Aunque he sido asiduo visitante a los hoteles de la “costera de Tlalpan”, el primero que conocí fue muy lejos de ahí, en la calle Querétaro de la colonia Roma, un sitio pequeñito e inmundo que estaba frente al Gran León, en el predio que hoy ocupa el Mercado Roma. Tenía 17 años y en el pasillo me encontré a un compañero de la prepa que me miró aterrorizado y jamás me volvió a dirigir la palabra.

Como relaté en una columna llamada Calzada de Tlalpan, mi amor, a principios del siglo XX la llegada de cientos de comerciantes, provenientes principalmente de Morelos y Guerrero, provocó la aparición de los llamados hoteles de paso en esa importante vialidad del sur de la Ciudad de México, porque sus visitantes prácticamente pernoctaban sólo un par de noches antes de regresar a su lugar de origen. Desde finales de los años 60, los hoteles de Tlalpan se convirtieron en el paraíso para los encuentros furtivos de amantes ocasionales. Hay incluso una leyenda urbana que habla de cámaras escondidas y videos grabados que luego eran vendidos en Tepito o puestos callejeros del Centro Histórico. Nunca salí en uno.

Goles, Super Bowls y hasta temblores

Realmente no recuerdo qué es lo más extraño que me ha pasado en un telo. ¿Gritar un gol de Pumas y que en otro cuarto respondieran con aplausos? ¿Encontrarme a la encargada de los viáticos de la oficina en un elevador? ¿Ver ahí un par de Super Bowls o pasar la última tarde del año con una hot wife mientras el marido ultimaba detalles de la cena? Recuerdo un temblor más o menos fuerte la tarde de un domingo hace más de 20 años. Era un edificio de cuatro o cinco plantas y nosotros no salimos de la habitación, pero las camareras pasaron tocando la puerta para pedir que abandonáramos nuestro “nidito de amor”.

Inolvidable fue aquella tarde del 21 de septiembre de 2005 cuando la policía liberó de su secuestro al entrenador argentino Rubén Omar Romano. En el Motel Los Arcos, en la salida a Toluca, no había cobertura de telefonía celular y cuando vi la noticia por televisión y tomé mi BlackBerry, tenía más de 50 llamadas perdidas, principalmente de los reporteros y fotógrafos de la revista, además de mi jefe. El regaño de mi papá, que siempre me marcaba cuando había una noticia importante, fue épico.

Entre risas recuerdo otra vez en que a un compañero de trabajo le cerraron el estacionamiento donde había dejado su auto y se tuvo que quedar en un hotel de Tlalpan a pasar la noche. Cuando lo dejé frente a la puerta preguntó:

-¿No me vas a meter al estacionamiento?

Después de reputearlo hasta en ruso lo hice que bajara su equipo fotográfico y me fui.
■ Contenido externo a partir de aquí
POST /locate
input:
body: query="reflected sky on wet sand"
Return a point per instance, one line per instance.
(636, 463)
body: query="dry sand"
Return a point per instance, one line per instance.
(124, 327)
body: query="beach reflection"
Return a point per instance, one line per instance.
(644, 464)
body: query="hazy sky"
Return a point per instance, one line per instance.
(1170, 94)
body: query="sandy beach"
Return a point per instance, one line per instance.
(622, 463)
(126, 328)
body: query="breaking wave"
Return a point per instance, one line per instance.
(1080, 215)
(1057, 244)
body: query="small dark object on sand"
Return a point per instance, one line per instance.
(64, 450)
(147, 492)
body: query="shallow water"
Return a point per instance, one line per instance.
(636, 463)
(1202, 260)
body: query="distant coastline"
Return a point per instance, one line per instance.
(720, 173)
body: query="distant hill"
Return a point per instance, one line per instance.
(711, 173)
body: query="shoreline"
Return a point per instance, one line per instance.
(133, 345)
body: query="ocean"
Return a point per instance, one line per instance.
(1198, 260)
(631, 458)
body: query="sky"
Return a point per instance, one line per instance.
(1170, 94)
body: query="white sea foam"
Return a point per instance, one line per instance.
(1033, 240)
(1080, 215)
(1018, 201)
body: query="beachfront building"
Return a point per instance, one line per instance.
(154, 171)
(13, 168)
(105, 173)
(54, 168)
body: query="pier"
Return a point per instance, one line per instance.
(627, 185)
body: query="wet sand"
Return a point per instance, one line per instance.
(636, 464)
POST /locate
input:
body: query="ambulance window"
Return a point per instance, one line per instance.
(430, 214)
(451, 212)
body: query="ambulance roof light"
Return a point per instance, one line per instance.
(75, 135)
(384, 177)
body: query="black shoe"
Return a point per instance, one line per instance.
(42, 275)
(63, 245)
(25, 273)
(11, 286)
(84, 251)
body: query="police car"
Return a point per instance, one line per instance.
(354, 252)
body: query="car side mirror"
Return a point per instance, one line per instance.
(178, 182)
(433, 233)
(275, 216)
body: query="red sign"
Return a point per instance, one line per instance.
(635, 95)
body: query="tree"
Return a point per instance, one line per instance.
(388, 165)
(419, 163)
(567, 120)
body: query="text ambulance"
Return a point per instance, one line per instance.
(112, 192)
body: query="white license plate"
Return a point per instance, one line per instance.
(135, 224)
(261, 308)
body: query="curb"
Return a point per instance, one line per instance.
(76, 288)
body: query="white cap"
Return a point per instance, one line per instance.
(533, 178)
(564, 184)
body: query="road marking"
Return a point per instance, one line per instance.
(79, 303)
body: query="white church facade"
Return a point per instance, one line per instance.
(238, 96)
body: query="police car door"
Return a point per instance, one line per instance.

Luego de la experiencia con Carmen, nunca más me llevé “regalitos” de los telos. Me parece de pésimo gusto. Recuerdo a un colega que, cuando nos invitaba a echar trago a su casa, servía orgullosamente las cubas en vasos de vidrio con el logotipo de algunos hoteles de Tlalpan. Nunca llegué a tanto.

¡Vengan las anécdotas, quiero reírme mucho esta mañana!